Molecular recognition via hydrogen bonding in glycine with andalpha;/andbeta;-glucopyranosoide complexes: A DFT and Fourier transform infrared spectroscopy

Sara Ahmadi

Molecular recognition via hydrogen bonding in glycine with α/β-glucopyranosoide complexes: A DFT and Fourier transform infrared spectroscopy

8^th International Conference on Smart Materials and Structures
August 01-02, 2019 Dublin, Ireland

Sara Ahmadi

Islamic Azad University, Iran

Posters & Accepted Abstracts: Nano Res Appl

Abstract

Molecular recognition by specific targets is at the heart of the life processes. It has been shown that the interactions between carbohydrates and proteins mediate a broad range of biological activities, starting from fertilization, embryogenesis, and tissue maturation and extending to such pathological processes as tumor metastasis.
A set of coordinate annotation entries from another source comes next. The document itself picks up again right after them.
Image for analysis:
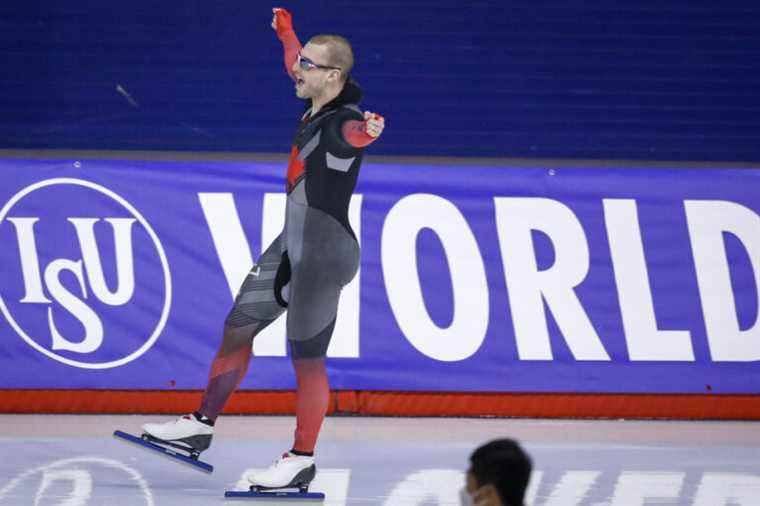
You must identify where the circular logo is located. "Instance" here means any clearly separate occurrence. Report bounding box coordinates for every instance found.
[0,178,172,369]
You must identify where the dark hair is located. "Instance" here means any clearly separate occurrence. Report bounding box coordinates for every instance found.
[470,439,533,506]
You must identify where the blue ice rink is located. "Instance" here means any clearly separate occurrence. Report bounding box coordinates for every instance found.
[0,415,760,506]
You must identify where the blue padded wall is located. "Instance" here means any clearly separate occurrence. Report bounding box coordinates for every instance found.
[0,0,760,161]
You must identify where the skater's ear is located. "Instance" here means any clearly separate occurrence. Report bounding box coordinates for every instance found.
[472,483,503,506]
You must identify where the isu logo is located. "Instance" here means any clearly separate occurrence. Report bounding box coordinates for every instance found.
[0,178,171,369]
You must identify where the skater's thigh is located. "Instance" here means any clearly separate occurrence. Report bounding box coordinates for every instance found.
[287,265,342,358]
[225,235,290,330]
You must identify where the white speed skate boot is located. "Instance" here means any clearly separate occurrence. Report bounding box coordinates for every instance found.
[142,414,214,458]
[248,452,317,493]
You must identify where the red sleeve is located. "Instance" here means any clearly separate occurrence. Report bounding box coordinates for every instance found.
[341,119,377,148]
[276,9,301,79]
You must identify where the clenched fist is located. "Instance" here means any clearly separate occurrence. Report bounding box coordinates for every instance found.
[364,111,385,137]
[272,7,293,36]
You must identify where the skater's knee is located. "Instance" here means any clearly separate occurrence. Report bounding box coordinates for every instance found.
[288,320,335,360]
[222,325,256,350]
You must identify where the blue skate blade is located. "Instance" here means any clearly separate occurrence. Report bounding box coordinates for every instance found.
[113,430,214,473]
[224,490,325,501]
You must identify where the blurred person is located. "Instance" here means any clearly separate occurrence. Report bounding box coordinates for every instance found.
[143,3,385,488]
[459,439,533,506]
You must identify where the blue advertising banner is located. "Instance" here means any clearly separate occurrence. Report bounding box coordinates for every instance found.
[0,159,760,393]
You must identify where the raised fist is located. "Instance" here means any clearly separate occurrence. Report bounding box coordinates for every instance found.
[272,7,293,36]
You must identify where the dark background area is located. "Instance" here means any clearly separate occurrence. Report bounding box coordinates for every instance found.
[0,0,760,161]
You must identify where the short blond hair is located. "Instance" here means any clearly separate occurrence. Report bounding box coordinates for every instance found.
[309,34,354,82]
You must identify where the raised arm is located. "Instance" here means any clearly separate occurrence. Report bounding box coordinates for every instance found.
[341,111,385,148]
[272,7,301,79]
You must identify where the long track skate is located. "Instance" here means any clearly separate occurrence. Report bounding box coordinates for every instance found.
[224,465,325,501]
[113,430,214,473]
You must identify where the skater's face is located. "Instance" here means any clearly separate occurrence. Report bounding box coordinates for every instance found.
[292,42,340,99]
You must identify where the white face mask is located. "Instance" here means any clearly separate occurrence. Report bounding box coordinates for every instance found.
[459,487,475,506]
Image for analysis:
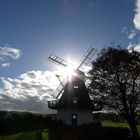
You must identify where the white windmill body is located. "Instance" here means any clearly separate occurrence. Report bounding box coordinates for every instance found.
[48,48,96,125]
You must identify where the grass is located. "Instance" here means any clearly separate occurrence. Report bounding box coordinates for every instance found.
[102,122,140,135]
[0,122,140,140]
[0,129,49,140]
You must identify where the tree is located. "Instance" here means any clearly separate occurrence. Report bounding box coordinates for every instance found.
[89,46,140,137]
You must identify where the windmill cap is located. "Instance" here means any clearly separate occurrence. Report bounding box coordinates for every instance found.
[75,69,86,80]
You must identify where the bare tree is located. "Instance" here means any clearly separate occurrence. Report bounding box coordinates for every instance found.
[89,46,140,137]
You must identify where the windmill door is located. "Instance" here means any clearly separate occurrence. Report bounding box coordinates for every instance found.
[72,114,77,125]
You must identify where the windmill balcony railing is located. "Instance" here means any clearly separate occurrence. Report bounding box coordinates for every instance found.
[48,100,59,109]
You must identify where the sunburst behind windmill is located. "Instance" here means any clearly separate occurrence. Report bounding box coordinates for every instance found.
[48,48,96,125]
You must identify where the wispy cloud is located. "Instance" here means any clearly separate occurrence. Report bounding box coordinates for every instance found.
[0,47,21,60]
[128,30,136,39]
[0,62,10,67]
[0,44,21,67]
[133,0,140,30]
[0,71,59,113]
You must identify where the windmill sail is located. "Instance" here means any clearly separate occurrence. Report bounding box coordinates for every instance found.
[78,48,96,71]
[52,79,66,99]
[48,48,96,100]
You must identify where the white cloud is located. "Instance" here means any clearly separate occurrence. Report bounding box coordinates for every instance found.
[128,30,136,39]
[0,71,59,113]
[0,44,21,67]
[0,47,21,60]
[133,0,140,30]
[1,62,10,67]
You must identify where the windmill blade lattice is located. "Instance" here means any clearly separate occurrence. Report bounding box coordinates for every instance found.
[48,48,96,99]
[77,48,96,71]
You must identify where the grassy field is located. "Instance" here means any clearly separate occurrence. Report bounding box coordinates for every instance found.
[0,129,49,140]
[0,122,140,140]
[102,122,140,135]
Glycine is one of the amino acid which fuels cancer cells and rapidly dividing cancer cells require the amino acid glycine but proliferating noncancerous cells did not show this reliance, suggesting that inhibiting cells’ ability to take up or metabolize glycine or extracting the glycine from cells may be an effective anticancer strategy. The physicochemical nature of sugar-protein interaction has been a matter of debate for years. Herein, we undertake the DFT calculation to optimize the geometry of n-octyl-α/β-d-glucopyranosid with glycine and used the atoms in molecules (AIM) approach to characterize the nature of the intermolecular hydrogen bonds. Interactions between n-octyl-α/β-d-glucopyranosid and glycine were analysed by temperature-dependent FTIR spectroscopy as well. Our results show that the complex of glycine with glucopyranoside has proved to contain many of the molecular features associated with protein-carbohydrate interactions. All OH groups and the ring oxygen atoms of the bound sugar are involved in the formation of hydrogen bonds. Most of the hydrogen bonds exhibit nearly optimal geometries. The CHs of the sugar chain participate in the formation of the CH…π interactions with the nitrogen of the glycine molecule. Indeed, in the complexes of sugar-binding proteins, all the polar groups (OHs and ring oxygen) of the bound monopyranosides are involved in the formation of hydrogen bonds. We have provided experimental and theoretical evidence on the formation of complexes between glycine with glucopyranoside by arrays of multiple hydrogen bonds. Whilst the hydrogen bonds formed between O-H4 group and the Glycine in these complexes seem to be the strongest in this work, the presence of multiple hydrogen bonds may help stabilise of the complexes.